European shares slumped while the euro lifted off a two-year low after the European Central Bank disappointed markets eager for stimulus to revive the stalling eurozone economy.
The ECB held its main "refinancing" rate steady at 0.05 percent, as expected at its monthly policy meeting.
But while its chief Mario Draghi said the ECB has stepped up preparations for more anti-deflation measures, these will be reassessed only in January.
After spending the morning in positive territory, European stocks fell.
London's benchmark FTSE 100 dropped 0.55 percent compared with Wednesday's close to 6,679.37 points.
Frankfurt's DAX 30 lost 1.21 percent to 9,851.35 points and the CAC 40 in Paris sank 1.55 percent to 4,323.89.
Bucking the trend, Ryanair shares soared 8.37 percent in Dublin trading to close at 9.45 euros after the Irish low-cost airline ramped up its annual earnings forecast on a surge in monthly passenger numbers.
The European single currency pulled up to $1.2380, after having hit $1.2280 -- its lowest point since August 2012.
"Despite what appeared to be his best efforts at appearing dovish and open to stronger unconventional stimulus efforts, the markets were simply disappointed that the job of fighting deflation had been passed off to next year," said market analyst Craig Erlam at trading group Alpari.
"We may not have expected QE today but the least we wanted was a strong sign that it is to come and Draghi was very non-committal."
The alarming drop in eurozone inflation in recent months has increased on the ECB to undertake massive stimulus measures like central banks in Britain, Japan and the United States have done.
Falling prices may sound good for the consumer, but they can trigger a vicious spiral where businesses and households delay purchases, throttling demand and causing companies to lay off workers.
But all Draghi would say is that "early next year the (ECB's) governing council will reassess the monetary stimulus achieved, the expansion of the balance sheet and the outlook for price developments."
The eurozone central bank also cut its inflation and growth forecasts.
Inflation is now expected to slow to 0.5 percent in 2014, 0.7 percent in 2015 and 1.3 percent in 2016, and Draghi warned inflation could slow further due to the recent decline in oil prices.
The economic growth forecast for this year was cut to 0.8 percent, 1.0 percent next year and 1.5 percent in 2016.

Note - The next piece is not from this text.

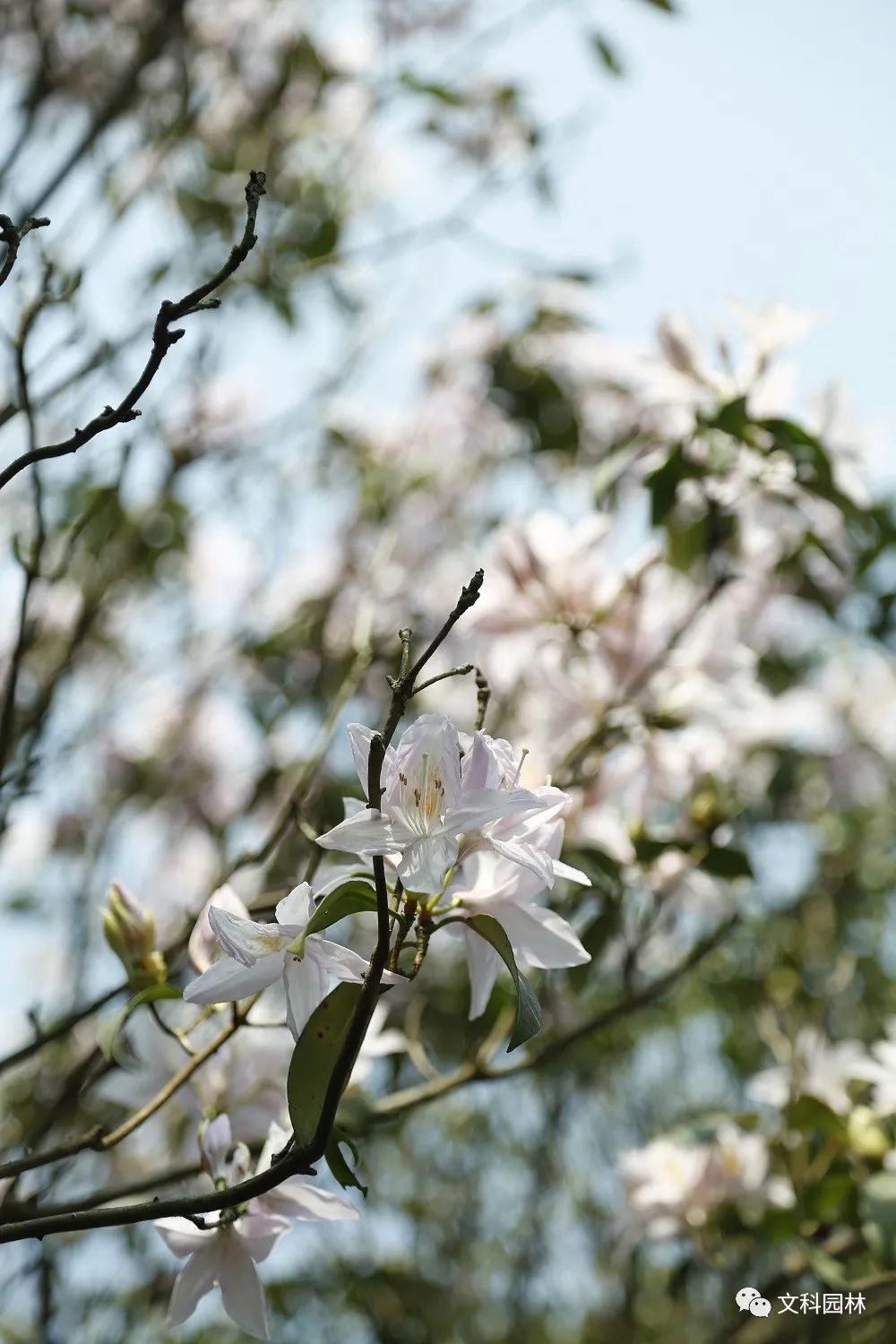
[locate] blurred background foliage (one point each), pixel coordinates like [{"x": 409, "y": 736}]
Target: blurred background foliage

- Doubts on stimulus size -
Draghi "could hardly have sent clearer signals today that the central bank will launch a programme of quantitative easing very soon, probably in January," said Jonathan Loynes, chief European economist at Capital Economics.
However, questions remain on the scope of the programme.
Loynes said "we doubt that the policy will be big and effective enough to revive the eurozone economy and avert deflation."
The Bank of England on Thursday also held its key interest rate at a record low of 0.50 percent against a backdrop of tepid inflation that could threaten growth.
US stocks mostly followed European markets lower Thursday on the ECB's stopping short of announcing new stimulus measures.
About 35 minute into trade, the Dow Jones Industrial Average stood at 17,866.78, down 0.26 percent.
The broad-based S&P 500 dipped 0.16 percent to 2,071.26, while the tech-rich Nasdaq Composite Index gained 0.12 percent at 4,780.42.
Optimism about the US economy sent the dollar Thursday above 120 yen for the first time in more than seven years, as Japanese stimulus weighed heavily on the yen.
At around 1420 GMT, the US currency climbed to 120.17 yen, its highest level since July 26, 2007, before easing back to stand at 119.66 yen.
Asian stock markets closed higher Thursday following record close overnight on Wall Street, as investors cheered an upbeat report on the economy from the US central bank.